Because the patient had no electrical activity in the brain, life support was withdrawn. On autopsy, analysis of the liver done by using light and electron microscopy showed findings similar to those reported in the Reye syndrome.
Patient 2
A 58-year-old woman underwent orthotopic lung transplantation for severe chronic obstructive lung disease. After successful transplantation, she was treated with cyclosporine, azathioprine, and methylprednisolone and was given total parenteral nutrition. Because the transplanted lung contained bacteria, the patient was given ceftazidine and vancomycin. On the seventh day after surgery, she became lethargic. The plasma level of ammonium was 118 µmol/L, and the patient received lactulose and neomycin.

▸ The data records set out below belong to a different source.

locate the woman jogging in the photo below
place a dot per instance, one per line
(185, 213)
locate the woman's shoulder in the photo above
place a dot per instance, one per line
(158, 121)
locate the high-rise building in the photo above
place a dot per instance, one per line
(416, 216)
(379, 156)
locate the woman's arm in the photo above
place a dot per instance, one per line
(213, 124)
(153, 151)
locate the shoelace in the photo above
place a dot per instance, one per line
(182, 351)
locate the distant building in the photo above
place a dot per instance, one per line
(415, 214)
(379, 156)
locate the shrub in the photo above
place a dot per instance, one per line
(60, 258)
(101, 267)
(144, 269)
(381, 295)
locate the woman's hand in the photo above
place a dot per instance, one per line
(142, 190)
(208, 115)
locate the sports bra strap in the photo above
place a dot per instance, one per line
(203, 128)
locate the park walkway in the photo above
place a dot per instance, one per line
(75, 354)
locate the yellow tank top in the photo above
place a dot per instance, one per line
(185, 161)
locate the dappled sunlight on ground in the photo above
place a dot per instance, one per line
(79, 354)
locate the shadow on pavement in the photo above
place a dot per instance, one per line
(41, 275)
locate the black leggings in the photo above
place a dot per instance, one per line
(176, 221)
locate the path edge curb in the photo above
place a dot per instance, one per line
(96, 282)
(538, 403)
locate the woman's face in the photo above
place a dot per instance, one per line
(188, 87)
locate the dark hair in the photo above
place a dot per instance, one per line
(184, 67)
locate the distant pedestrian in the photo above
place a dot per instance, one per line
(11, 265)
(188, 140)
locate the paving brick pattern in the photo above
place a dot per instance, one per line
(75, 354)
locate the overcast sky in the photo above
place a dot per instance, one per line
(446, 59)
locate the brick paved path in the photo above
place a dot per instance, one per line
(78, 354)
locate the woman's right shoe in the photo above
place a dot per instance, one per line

The plasma level of ammonium fluctuated between 89 and 179 µmol/L until day 14 after surgery, when it increased to 440 µmol/L. The patient was then treated with intravenous sodium benzoate and underwent hemodialysis; this treatment reduced the ammonium level to between 42 and 100 µmol/L. Plasma levels of glutamine ranged from 501 to 593 µmol/L (normal level, 285 to 832 µmol/L). The level of orotic acid in urine was normal. On day 18, the patient developed an acute abdomen after cecal perforation, which was repaired surgically. Her condition deteriorated, and, 32 days after transplantation, she became oliguric and unresponsive. By day 35, the plasma level of ammonium was 535 µmol/L. The serum level of bilirubin was 1.8 mg/dL (normal level < 1.2 mg/dL), the alanine aminotransferase level was 22 U/L (normal level, 0 to 40 U/L), and the alkaline phosphatase level was 165 U/L (normal level, 35 to 125 U/L). Life support was withdrawn, and the patient died 35 days after transplantation. On autopsy, histologic examination of the liver showed cholestasis but no evidence of hepatocellular damage.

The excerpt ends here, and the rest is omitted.